Additionally, does anyone have any recommendations for a steering rack & bushings moving forward? So far I'm planning on OEM E36 front control arms, OEM E36 tie rods w/ new boots, Z3 steering rack w/ all new lines, BimmerWorld poly FCABs, and BimmerWorld OEM RTABs w/ poly limiters. Let me know what I should add tweak, etc. The car is 100% auto-x, HPDE, and canyon driving.
Is this a drift car? Why are you running E46 FLCAs? The E46 FLCAs add width to the front track, which increases front camber, and I believe the front toe would need to be set close to “0”. If an alignment was not accomplished after installation then there is probably significant.
Toe-In.
Unfortunately, if you are running the E46 steering knuckles/King Pins the coil over struts will be incorrect for the E36 King Pins/brakes, unless the E46 King Pin has been adapted to E36 Strut geometry?

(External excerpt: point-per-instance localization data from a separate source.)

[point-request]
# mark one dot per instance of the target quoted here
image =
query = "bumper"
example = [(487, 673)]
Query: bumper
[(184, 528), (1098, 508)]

Perhaps the E36 FLCA outer ball joint has the correct size/taper pin for the E46 Kin Pin.
An upgrade for the 318/325/323/328 rubber isolated outer ball joint FLCA, would be to use the 1995M3 FLCAs, Lemforder E30 FLCAs (steel or aluminum), or Meyle HD E36 FLCAs - listed in descending price point. All three (or four) of these FLCA set have the same geometry and have a solid outer ball joint. Any of these could/should be run with with the 1995M3 offset FLCABushings for added caster.
The Z3 steering rack that is desired is the 1.9L steering rack that sports fewer turns lock-to-lock.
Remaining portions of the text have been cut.